Did you ever get the axle out? I've been stuck for a few days trying to get the axle out. I get to spend 15 mins after I put my son down trying to get this stupid thing out and it won't budge.

People talked about prying, but I'm not sure where one gets leverage from. I've pulled constant, I've tried quick pulls, pushed then pull etc. Any thoughts?

thanks


----------



## duckincrazy92 (May 24, 2011)

Do you have everything but the axle off? If so the best way is to pull the axle tight by grabbing the. Axle shaft and then give it a tap with a rubber mallet.


----------



## futboller04 (Feb 7, 2013)

duckincrazy92 said:


> Do you have everything but the axle off? If so the best way is to pull the axle tight by grabbing the. Axle shaft and then give it a tap with a rubber mallet.


Yes, I'm stuck here. So tap the shaft with the mallet while pulling it tight (away from the its housing)?


----------



## Spesh (Jun 30, 2013)

i just replaced these seals man. l i spent a day tryingto get this off then said **** it i rolled up my sleeves then just yanked on the axle until it came out. What i did was pulled out and then pushed back in to get another firm pull on it but i slowly turned the axle every time i pulled i would turn it just slightly and i did that till i went all the way around in a circle lol and it came out and that process took about 2 min just pull out and push in and slighlty turn when you pull out if it didnt come out at that point. the reason it doesnt come out is at the end of it where it goes inside theres is a clip and it will only come out in one spot and u have to get it just right. hope this helps


----------



## duckincrazy92 (May 24, 2011)

Yes pull away from the housing and then while holding it tight tap it towards the housing with a mallet.


----------



## Col_Sanders (May 16, 2010)

Just do a quick hard pull straight out on the axle and it should come out. You may have to do it a few times. Sometimes it helps to push in on the axle and then pull. 

With that said, I use a CV puller. I'm lazy and over the years I have discovered that if they make a tool for something, they make it for a reason. Its a slide hammer with a fork on it.
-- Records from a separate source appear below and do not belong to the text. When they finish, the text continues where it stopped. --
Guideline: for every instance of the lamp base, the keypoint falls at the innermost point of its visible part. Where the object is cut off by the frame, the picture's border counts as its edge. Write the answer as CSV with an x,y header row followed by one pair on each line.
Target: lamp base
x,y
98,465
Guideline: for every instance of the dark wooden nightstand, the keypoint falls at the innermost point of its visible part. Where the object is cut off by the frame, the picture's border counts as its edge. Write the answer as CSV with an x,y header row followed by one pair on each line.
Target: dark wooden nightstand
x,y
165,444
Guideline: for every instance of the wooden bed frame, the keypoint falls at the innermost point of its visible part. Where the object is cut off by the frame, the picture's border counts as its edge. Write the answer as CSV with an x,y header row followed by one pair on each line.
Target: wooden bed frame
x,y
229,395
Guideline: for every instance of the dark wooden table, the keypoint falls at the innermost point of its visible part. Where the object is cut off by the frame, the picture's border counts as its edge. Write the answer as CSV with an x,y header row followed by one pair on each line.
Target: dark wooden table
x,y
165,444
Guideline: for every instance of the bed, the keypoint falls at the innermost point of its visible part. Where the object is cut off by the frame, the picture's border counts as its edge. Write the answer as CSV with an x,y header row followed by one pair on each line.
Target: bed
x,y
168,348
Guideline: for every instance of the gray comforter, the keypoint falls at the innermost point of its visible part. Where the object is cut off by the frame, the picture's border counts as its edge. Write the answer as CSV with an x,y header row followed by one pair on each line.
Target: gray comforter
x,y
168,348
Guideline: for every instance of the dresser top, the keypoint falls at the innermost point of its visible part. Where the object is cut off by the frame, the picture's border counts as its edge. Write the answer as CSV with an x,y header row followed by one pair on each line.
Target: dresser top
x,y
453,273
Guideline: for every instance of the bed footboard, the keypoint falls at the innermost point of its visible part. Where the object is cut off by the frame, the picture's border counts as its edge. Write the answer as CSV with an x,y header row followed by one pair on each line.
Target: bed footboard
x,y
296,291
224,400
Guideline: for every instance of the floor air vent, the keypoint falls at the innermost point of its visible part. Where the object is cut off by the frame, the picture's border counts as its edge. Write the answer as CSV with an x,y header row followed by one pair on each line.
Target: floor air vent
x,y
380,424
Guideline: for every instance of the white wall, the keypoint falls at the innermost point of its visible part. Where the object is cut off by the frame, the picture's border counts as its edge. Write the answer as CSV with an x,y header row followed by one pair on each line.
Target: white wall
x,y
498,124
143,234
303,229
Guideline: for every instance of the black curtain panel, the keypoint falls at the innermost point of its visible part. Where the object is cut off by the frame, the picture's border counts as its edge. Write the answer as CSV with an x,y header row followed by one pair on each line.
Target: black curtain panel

Slide it between the CV and the diff (It may require some taps wth a hammer) and then use the slide hammer. Usually pops the axle right out. You can rent this setup from an auto parts store or buy it. I believe it was around $30.

My setup does not work on all axles. Some places just dont have the room. I could have an exhaust clamp welded to a piece of all thread (or the slide hammer itself) and it would work almost everywhere but I just havent needed to do that.

---------- Post added at 10:04 PM ---------- Previous post was at 10:03 PM ----------

Also, be sure to put anti seize on the splines when you put the axle back in. It will make your life much easier in the future.


----------